In fact we can tend to adapt our current beliefs far quicker than they may have taken to form. You might not last 2 weeks before you start to wonder if this is just your life now and everything before must have been wrong somehow.


Far later in the game, after accumulating more friends and fighting many different monsters to save the world, you run into a monster that says he knows you, even though you’ve never seen him before. He tells you that he was the one who erased you from the memory of everybody in your village years ago.

It turns out that you aren’t dreaming now, and you weren’t dreaming then, either. This monster had merely erased you from memory. You didn’t realize that could even happen, but now that you know, it all makes sense. That was your father. You do have a sister. But they had forgotten you.

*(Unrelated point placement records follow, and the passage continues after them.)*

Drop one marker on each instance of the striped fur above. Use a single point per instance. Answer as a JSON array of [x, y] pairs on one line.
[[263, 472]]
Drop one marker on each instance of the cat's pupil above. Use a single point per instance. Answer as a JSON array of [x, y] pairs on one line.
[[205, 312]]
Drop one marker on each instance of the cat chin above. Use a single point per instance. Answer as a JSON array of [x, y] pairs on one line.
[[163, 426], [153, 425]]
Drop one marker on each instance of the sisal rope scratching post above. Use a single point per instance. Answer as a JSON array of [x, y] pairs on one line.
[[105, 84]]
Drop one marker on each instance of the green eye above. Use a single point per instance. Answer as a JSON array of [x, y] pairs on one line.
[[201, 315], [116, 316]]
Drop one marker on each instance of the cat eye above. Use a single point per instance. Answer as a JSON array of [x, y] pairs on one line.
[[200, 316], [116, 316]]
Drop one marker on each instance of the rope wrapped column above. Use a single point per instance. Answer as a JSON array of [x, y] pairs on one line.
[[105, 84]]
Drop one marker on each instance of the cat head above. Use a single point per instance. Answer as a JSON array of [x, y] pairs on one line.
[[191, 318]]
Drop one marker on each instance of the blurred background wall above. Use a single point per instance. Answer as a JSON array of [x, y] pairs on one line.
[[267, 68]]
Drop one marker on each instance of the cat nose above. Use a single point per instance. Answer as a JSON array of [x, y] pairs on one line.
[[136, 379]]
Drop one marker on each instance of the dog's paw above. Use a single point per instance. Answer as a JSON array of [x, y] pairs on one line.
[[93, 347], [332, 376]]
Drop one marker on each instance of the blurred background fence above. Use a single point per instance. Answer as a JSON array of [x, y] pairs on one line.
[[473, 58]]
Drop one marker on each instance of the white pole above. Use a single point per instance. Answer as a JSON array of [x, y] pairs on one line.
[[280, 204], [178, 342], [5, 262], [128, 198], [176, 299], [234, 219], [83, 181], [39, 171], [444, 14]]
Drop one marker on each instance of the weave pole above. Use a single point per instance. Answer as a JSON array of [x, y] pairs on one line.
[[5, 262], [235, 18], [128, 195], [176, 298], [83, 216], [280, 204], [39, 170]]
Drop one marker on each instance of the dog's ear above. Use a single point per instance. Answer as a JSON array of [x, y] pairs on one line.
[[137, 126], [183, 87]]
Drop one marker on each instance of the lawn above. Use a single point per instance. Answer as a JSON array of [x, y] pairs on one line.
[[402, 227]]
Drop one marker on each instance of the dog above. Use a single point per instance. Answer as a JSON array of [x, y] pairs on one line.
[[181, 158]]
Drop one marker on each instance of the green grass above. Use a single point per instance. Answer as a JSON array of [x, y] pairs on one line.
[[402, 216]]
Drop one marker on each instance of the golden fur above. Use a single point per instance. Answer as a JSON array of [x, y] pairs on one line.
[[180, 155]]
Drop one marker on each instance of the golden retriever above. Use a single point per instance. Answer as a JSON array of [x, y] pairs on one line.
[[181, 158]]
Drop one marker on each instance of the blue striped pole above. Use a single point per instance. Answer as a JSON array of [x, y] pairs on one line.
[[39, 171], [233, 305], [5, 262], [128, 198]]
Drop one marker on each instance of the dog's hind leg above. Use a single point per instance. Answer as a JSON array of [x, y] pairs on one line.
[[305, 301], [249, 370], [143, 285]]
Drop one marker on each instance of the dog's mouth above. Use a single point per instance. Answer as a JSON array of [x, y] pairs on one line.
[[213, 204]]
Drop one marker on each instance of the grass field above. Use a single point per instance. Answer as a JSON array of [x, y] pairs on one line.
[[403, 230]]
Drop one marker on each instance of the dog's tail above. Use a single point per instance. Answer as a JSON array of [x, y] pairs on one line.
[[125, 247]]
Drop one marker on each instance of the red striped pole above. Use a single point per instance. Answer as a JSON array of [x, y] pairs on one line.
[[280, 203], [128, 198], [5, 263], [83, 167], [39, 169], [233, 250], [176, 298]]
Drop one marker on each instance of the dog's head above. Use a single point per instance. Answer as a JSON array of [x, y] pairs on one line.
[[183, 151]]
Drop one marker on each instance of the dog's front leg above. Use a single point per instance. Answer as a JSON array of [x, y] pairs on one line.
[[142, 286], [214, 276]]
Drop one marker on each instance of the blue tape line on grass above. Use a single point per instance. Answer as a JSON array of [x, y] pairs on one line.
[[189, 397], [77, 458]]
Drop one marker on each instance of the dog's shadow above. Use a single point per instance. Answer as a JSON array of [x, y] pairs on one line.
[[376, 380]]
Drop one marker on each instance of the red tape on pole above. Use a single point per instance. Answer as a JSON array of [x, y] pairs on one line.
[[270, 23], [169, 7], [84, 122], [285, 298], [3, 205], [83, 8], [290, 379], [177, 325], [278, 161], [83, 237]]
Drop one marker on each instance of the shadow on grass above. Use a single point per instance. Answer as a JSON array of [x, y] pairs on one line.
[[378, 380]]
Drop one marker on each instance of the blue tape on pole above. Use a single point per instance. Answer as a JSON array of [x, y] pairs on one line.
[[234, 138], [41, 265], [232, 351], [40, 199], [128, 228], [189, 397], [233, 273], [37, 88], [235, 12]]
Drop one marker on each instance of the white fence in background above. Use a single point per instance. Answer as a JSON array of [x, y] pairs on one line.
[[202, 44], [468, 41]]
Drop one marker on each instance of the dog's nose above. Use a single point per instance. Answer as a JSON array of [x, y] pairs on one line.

I think that the way this revelation changed the perspective and beliefs you had about the boys past reflects something that can happen in our lives too. Everybody has different experiences and these experience often lead them to believe different things. But there are also times when something comes to light that can change your whole perception of the world. Something you hadn’t even realized could be true.

I think this can make it easier to understand people who have such different views sometimes and maybe make it a little easier to be more respectful of people with differing opinions.

We often believe the things that we do because of the experiences that we have had, and it’s impossible for us to just give these to other people so that they can understand, too. Our experiences are personal and there are many things that can’t be understood by explanation. Some things must be experienced.

I think that’s part of the reason I tend to appreciate it when people share their experiences along with their conclusions, as opposed to just talking about their opinions. I may not agree with your opinions, but I might still learn from your experiences. Sharing experiences gives us more common ground, even if, in the end, we don’t share the same conclusion.


There’s one more aspect I want touch on; something I noticed this morning.

I was tired, and dreaming, and realizing that I needed to wake up. But again, I was tired, and waking up is hard. It was quite tempting to just lay down and keep on dreaming instead of waking up to the day. Waking up was a choice I had to make, and it was harder to wake up than it was to stay asleep.

This is an aspect of choice that we all have in our lives. It’s often harder to “wake up” than it is to stay asleep, and this allegorical choice we make of whether to dream or to wake affects our experiences. Those experiences, in turn, go on to affect our beliefs about reality.

We can choose to deny ourselves experiences that will change our beliefs because we are afraid or because it is more difficult to wake up than it is to stay asleep. The beliefs that we come to while we choose to dream may be genuine, but they may not be based on reality. We have a responsibility to ourselves to “wake up” if we are dreaming, or we will face the untold consequences of not seeing the world for what it is.

The crazy thing about dreams is that no matter how insane they get, we often don’t even realize how senseless they were until we wake up and think back on them. As soon as we begin our day, the beliefs we may have had in the dream fade quickly because they aren’t matching the experiences of our waking life.

Take from this what you will. It’s merely some of my thoughts on my own experiences. The ideas had been running around in my head for the last week, so I figured I’d write them down while I still had them.